Over the past year, I was involved in a design opportunity for a computed tomography space for Massachusetts General Hospital alongside Senior Associate Susan Blomquist. The project renovated an existing CT scanner space and its associated control room, both of which were needed an aesthetic refresh and an update to efficiency and functionality. MGH was extremely passionate about designing a new, functional space that represented the complexity of the imaging equipment while also creating a calm and soothing experience for patients and staff.
We began by redesigning the control room to put all the workstations on one side. There was plenty of space to consolidate the workstations back to back, maximizing staff collaboration. The staff made it clear to us that plenty of storage space was a must, so we allocated space to store documents as well as personal belongings, such as winter coats and boots (since the project is in Boston, this is a necessity), in the control room.

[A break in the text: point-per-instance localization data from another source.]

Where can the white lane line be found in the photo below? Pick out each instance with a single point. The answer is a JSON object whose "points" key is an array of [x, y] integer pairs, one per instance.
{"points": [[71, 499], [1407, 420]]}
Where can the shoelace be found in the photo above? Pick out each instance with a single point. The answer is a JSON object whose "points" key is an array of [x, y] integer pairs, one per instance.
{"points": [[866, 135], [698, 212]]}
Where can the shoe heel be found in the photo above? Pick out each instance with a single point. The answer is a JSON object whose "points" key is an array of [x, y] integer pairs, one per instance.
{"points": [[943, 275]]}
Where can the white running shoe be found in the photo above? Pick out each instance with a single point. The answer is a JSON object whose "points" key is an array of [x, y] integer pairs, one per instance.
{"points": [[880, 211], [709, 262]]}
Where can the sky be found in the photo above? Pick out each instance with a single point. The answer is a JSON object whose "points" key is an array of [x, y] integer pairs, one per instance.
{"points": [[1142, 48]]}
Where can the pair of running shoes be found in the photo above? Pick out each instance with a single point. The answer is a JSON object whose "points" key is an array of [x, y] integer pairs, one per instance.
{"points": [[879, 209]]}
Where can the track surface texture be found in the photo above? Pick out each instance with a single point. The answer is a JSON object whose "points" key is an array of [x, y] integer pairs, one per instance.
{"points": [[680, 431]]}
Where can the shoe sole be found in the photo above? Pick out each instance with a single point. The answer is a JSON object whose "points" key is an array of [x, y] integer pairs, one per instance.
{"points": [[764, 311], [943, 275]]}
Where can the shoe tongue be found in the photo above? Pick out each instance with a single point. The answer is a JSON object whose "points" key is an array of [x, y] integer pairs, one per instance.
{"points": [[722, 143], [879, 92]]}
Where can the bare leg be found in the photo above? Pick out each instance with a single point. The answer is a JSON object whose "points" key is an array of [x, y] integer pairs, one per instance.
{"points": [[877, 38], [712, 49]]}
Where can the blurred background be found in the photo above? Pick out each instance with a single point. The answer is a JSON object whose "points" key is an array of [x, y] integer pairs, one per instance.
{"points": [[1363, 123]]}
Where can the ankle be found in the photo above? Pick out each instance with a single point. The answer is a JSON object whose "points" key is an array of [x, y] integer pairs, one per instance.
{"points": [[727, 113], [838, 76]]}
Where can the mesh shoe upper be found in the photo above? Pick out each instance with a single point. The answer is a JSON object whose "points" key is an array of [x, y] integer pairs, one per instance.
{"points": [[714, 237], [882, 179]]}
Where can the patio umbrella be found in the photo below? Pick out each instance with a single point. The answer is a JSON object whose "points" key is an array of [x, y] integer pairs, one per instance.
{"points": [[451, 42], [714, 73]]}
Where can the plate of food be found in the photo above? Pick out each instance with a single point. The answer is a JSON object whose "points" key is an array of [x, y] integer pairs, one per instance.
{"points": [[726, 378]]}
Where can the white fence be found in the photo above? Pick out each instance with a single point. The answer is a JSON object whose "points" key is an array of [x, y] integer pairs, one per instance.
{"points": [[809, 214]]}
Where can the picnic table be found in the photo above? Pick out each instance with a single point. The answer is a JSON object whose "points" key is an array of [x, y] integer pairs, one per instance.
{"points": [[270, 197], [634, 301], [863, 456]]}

To avoid having curtains or blinds over the view window into the scanner room, we used privacy glass that can go from transparent to opaque when flipping a switch. One detail that we’ve been adding to all our control rooms recently is designing the counter to pull away from the wall in the control room to prevent having to put grommets on the countertop. We’ve found that grommets really limit where staff can put their equipment, so having a continuous gap between the wall and the counter allows for maximum flexibility and adaptability for workstations in the space. We also have a continuous power/data raceway and wire management system that help clean up the clutter under the counter.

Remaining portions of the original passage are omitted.